4
votes

How to read orc transaction hive table in spark?

I am facing issue while reading ORC transactional table through spark I get schema of hive table but not able to read actual data

See complete scenario :

hive> create table default.Hello(id int,name string) clustered by
(id) into 2 buckets STORED AS ORC TBLPROPERTIES
('transactional'='true');
   
hive> insert into default.hello values(10,'abc');

Now I am trying to access Hive Orc data from Spark sql but it show only schema

>spark.sql("select * from  hello").show()  

Output: id,name

3

3 Answers

2
votes

Yes as a workaround we can use compaction, but when the job is micro batch compaction won't help. so I decided to use a JDBC call. Please refer my answer for this issue in the below link or refer my GIT page - https://github.com/Gowthamsb12/Spark/blob/master/Spark_ACID

Please refer my answer for this issue

1
votes

spark is not right now (2.3 version) fully compliant with hive transactional tables.

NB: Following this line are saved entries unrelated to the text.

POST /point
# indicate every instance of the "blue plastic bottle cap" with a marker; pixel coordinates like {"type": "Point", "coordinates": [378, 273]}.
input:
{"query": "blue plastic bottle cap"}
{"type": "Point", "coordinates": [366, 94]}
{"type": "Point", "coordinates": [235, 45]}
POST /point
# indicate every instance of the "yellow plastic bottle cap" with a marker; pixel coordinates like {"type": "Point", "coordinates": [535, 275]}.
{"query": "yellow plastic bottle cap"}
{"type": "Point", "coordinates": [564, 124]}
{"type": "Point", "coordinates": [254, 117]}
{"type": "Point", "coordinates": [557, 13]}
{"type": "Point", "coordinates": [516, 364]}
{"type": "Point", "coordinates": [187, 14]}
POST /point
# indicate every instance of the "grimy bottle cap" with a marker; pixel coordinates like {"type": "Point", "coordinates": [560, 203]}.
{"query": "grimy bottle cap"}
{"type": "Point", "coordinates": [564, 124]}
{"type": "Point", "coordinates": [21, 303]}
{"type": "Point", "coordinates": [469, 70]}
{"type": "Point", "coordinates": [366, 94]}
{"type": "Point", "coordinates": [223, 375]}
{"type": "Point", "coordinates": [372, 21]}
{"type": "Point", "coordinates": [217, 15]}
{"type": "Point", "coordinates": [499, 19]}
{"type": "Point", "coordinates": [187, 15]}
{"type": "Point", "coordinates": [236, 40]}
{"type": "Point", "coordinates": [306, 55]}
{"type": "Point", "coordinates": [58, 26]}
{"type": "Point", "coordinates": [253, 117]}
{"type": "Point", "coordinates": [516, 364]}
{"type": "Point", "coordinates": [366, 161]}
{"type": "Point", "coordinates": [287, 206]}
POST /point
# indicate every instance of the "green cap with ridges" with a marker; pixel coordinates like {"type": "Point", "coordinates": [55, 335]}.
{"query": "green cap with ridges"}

The workaround is to make a compaction on the table after any transaction.

ALTER TABLE Hello COMPACT 'major';

This compaction should make you able to see the data. (after some time the data is compacted)

-1
votes

You would need to add an action at the end to force it to run the query:

spark.sql("Select * From Hello").show()

(The default here is to show 20 rows)

or

spark.sql("Select * From Hello").take(2)

to see 2 rows of output data.

These are just examples of actions that can be taken on a DataFrame.